Nvidia Aktie: 80 Milliarden Dollar Rückkauf angekündigt
Nvidias Kursrückgang spiegelt geopolitische Risiken wider, während China-Geschäfte durch Exportbeschränkungen und lokale Boykotte schrumpfen.

- Kurs unter Mai-Hoch bei 177 Euro
- China-Umsatzanteil sinkt auf neun Prozent
- Strenge Zahlungsbedingungen für chinesische Kunden
- Aktienrückkauf von 80 Milliarden Dollar angekündigt
Washington, Peking und das Kleingedruckte von Exportlizenzen — das ist der eigentliche Rahmen, in dem sich Nvidia-Aktionäre gerade bewegen. Der Kurs notiert bei 177,38 Euro, rund zwölf Prozent unter dem Mai-Hoch von 202,50 Euro. Die Fundamentaldaten sind nicht das Problem.
Das Geschäft läuft. Die Geografie nicht.
Auf der Hauptversammlung am 24. Juni beschrieb CEO Jensen Huang den Übergang in eine neue Ära der KI-Infrastruktur — von experimentellen Anfängen hin zur Vollproduktion. Er nannte es das „nützliche KI-Zeitalter“ und projizierte, dieser Zyklus könnte Jahrzehnte andauern.
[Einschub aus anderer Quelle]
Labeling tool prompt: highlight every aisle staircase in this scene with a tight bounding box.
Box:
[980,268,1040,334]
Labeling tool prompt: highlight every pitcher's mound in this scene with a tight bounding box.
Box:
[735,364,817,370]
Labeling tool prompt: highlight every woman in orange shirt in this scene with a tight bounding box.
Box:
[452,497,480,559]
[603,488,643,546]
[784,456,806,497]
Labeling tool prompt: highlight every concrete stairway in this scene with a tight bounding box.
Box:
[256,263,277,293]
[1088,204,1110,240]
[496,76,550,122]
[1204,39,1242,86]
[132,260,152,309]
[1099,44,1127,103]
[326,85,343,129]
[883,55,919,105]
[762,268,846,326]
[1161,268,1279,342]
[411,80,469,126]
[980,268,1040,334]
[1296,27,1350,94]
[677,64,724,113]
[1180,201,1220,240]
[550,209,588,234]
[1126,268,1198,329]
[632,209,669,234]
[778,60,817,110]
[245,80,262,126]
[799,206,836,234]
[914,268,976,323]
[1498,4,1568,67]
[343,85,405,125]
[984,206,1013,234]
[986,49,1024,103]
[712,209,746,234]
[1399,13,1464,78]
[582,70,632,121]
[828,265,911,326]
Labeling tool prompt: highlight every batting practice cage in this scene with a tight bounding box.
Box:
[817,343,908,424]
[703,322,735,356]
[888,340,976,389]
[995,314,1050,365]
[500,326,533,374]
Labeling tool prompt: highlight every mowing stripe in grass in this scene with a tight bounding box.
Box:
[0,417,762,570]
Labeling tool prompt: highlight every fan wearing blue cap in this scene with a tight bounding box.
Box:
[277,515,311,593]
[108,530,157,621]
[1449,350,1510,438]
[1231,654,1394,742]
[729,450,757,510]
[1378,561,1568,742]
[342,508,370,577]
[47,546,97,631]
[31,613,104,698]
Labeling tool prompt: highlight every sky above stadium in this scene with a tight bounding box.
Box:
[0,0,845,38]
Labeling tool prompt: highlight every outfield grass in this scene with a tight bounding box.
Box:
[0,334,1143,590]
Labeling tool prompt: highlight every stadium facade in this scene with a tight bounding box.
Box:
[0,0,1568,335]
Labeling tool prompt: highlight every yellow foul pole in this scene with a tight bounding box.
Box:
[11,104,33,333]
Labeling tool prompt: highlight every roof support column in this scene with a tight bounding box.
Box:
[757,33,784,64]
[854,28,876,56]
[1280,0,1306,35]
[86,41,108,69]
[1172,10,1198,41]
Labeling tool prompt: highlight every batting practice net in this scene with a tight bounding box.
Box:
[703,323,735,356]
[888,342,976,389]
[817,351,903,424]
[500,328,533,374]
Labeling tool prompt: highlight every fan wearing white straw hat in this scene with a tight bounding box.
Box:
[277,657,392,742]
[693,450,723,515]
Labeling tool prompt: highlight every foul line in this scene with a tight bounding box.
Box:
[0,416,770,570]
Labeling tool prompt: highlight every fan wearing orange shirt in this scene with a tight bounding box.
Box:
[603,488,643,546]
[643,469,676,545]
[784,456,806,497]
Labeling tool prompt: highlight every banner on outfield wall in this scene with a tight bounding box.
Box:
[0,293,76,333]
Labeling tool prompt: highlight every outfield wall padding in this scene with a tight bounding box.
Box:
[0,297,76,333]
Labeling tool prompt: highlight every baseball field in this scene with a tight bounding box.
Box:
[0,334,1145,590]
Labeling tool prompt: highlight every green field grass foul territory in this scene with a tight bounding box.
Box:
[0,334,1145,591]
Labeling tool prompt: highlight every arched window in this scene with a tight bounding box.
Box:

Die Zahlen stützen diese Einschätzung. Die internationalen Erlöse haben die 30-Milliarden-Dollar-Marke überschritten und sich im Jahresvergleich mehr als verdreifacht. Nvidia erwartet, dass die Investitionsausgaben der großen KI-Hyperscaler bis 2027 auf eine Billion Dollar steigen. Fast 40 Länder betreiben bereits KI-Infrastruktur auf Nvidia-Basis.
Und dennoch: Wer die Aktie versteht, muss auch die Geopolitik verstehen.
„National Security comes first“
Huang sagte es direkt: Wenn ein Geschäft mit US-amerikanischen Sicherheitsinteressen kollidiert, hat die nationale Sicherheit Vorrang. Das ist kein Lippenbekenntnis. Es ist eine strategische Positionierung — und sie hat einen messbaren Preis.
China einschließlich Hongkong macht aktuell rund neun Prozent des Umsatzes im Geschäftsjahr 2026 aus. Dieser Anteil ist kleiner als in den beiden Vorjahren. Die Richtung ist eindeutig.
Die Handelsbedingungen für den chinesischen Markt zeigen, wie ernst Nvidia die Lage nimmt. Chinesische Käufer der H200-GPUs müssen vollständig im Voraus zahlen — keine Stornierungen, keine Rückerstattungen, keine kurzfristigen Konfigurationsänderungen. In Einzelfällen können Sicherheiten oder Handelsversicherungen als Ersatz dienen. Das ist eine Zahlungsstruktur, die gleichzeitig Absicherung und Eingeständnis ist: Politische Volatilität ist inzwischen ein Kostenposten.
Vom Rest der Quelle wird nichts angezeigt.